This protocol applies to a well-defined subset of early gastric cancer characterised by poorly differentiated tubular or poorly cohesive histology — including signet-ring cell type — where the lesion is confined to the mucosa, measures ≤2 cm on endoscopic estimation, and has no ulceration within the tumor.
Endoscopic resection may be cautiously considered — following sufficient clinical discussion — when all three endoscopic criteria are met: estimated tumor size ≤2 cm, disease limited to the mucosal layer, and no ulcer present within the tumor. The specific histologic subtype (poorly differentiated tubular or poorly cohesive, including signet-ring cell) makes careful post-resection pathologic review essential.

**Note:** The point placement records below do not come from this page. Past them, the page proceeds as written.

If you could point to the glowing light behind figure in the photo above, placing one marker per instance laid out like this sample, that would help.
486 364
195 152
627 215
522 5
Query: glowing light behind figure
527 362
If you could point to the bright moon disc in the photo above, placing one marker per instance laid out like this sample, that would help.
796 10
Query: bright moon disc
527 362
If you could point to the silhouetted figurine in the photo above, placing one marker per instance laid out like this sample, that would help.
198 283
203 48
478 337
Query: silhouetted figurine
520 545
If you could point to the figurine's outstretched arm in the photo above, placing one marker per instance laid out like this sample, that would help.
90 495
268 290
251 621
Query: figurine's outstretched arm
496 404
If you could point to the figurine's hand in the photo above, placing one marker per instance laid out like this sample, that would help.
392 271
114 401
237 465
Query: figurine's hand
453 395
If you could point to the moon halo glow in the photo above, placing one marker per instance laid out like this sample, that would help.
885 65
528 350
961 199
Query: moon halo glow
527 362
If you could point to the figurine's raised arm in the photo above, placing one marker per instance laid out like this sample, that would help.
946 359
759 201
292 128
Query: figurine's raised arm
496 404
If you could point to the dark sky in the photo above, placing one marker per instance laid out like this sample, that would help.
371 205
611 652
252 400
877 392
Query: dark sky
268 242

When pathologic assessment of the resected specimen reveals risk factors for lymph node involvement, a surgical intervention targeting the stomach and regional lymph nodes is indicated. The complete protocol — including eligibility criteria, procedural decision points, and escalation thresholds — is available in full below.
DOI: 10.5230/jgc.2025.25.e11
Endoscopic resection could be cautiously considered for poorly differentiated tubular or poorly cohesive (including signet-ring cell) EGCs meeting the following endoscopic findings after sufficient discussion: endoscopically estimated tumor size ≤2 cm, endoscopically mucosal cancer, and no ulcer in the tumor.
However, when risk factors for LN metastasis (tumor size >2 cm, submucosal invasion, ulcer in the tumor, and lymphovascular invasion) are revealed in pathologic reports, additional gastrectomy may be necessary.